Chapter Twenty-Eight
I peel the curtains back. The fog of dawn sits atop the lake in layers and swirls, making the grass shiny and the trees dark. It's Wednesday. Tomorrow is Thanksgiving. Friday it all ends – the magic of being here, the chaos of it all. Whatever's happening between me and Adam.
Nothing , I remind myself. There's nothing happening.
I start the coffee maker and wrap up in the long knit cardigan I hide in the coat closet.
I found it when I was sixteen, in Heddy's bedroom. The soft green yarn and intricate cables felt familiar.
"Ingrid knit that," Heddy said, watching me pull it from the hanger. "She spent the entire summer ripping out stitches and doing it again until it was perfect."
I have multiple items my mother knitted but I've seen them so many times that the fingerprints lack significance. Any time I held a story or an artifact that contained a shred of her soul, I wanted to capture it and keep it for myself. With all of the things I had grown numb to, a spec of new information reimagined her. She became alive again in that new object or the voice of the person who could tell me a snippet about my mother that I never knew.
I take my coffee mug with Amber's face printed on it and pull out the pot while it still brews. A falling drop sizzles, heat rises from my filled mug. After adding a drop of creamer, I step into my boots and walk onto the porch.
Purple and deep, a watercolor painting in the ethers, the sky gets ready for the sun, and everything else stays quiet. Few birds chirp and a few critters crackle the leaves. Settling into a rocking chair, I prop my feet up on the railing and take that first warm, relaxing sip of coffee.
That something I couldn't do last night – relax. I fell asleep thinking of Kate, dreaming of her glaring at me and sharpening her claws, sitting in the corner of every dream state scenario ready to pounce.
I woke up thinking of Adam.
Last night, we fell into old familiarity. Our bodies felt too comfortable touching and it led to an overeager mistake.
It was a mistake.
It would be less of a one if we had no prior relationship, just two grown adults attracted to each other, making out in the woods. They don't write country songs about it, but it's pretty normal. The extra stuff between us makes it less normal. Pressing into a bruise. Salting a wound.
Speak of the devil.
A noise catches my attention. To my left, Adam pauses before he reaches the porch stairs. I wish I found nothing cute about his dragging, tired face and bedraggled hair or the way his mouth curves up at one side.
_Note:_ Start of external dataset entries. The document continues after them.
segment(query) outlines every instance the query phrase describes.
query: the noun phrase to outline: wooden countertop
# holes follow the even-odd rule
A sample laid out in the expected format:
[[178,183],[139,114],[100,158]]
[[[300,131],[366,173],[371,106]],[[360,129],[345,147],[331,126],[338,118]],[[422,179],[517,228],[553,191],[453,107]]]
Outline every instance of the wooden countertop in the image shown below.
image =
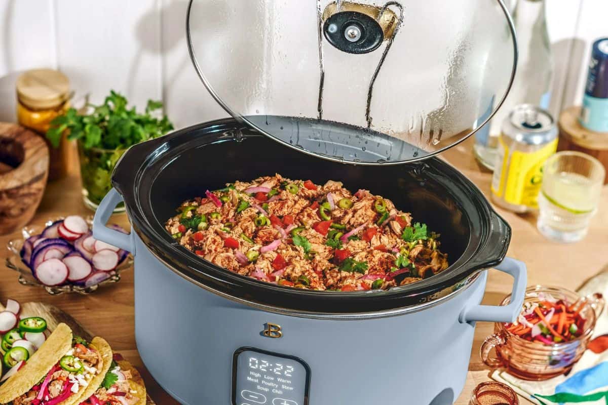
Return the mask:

"Morning," he offers slightly.
"Good morning," I reply in the same tentative tone.
I listen, half-hopefully, for sounds in the house but know there won't be any.
He sighs. "How'd you sleep?"
"With one eye open."
He thinks about that for a moment.
I dive in and ask, "What are you doing here?"
Adam rests his boot on one stair and shrugs. "I knew you'd be up early. I wondered if we could talk."
I wanted this last night, to talk. Now I've never been afraid of anything more. The thought of him saying anything that teeters the scale from neutral to "I don't ever want to touch you again" or "Let's get back in those woods, baby," terrifies me.
"Okay," I say. This conversation should span time. Decades. I jump up and charge toward him. "Let me get you some coffee, first."
Adam comes up the stairs and cuts me off. His hands brace my shoulders. "I'm good," he starts. Then, he looks out at the porch, the dawn, and finally me. A peaceful expression wakens his eyes.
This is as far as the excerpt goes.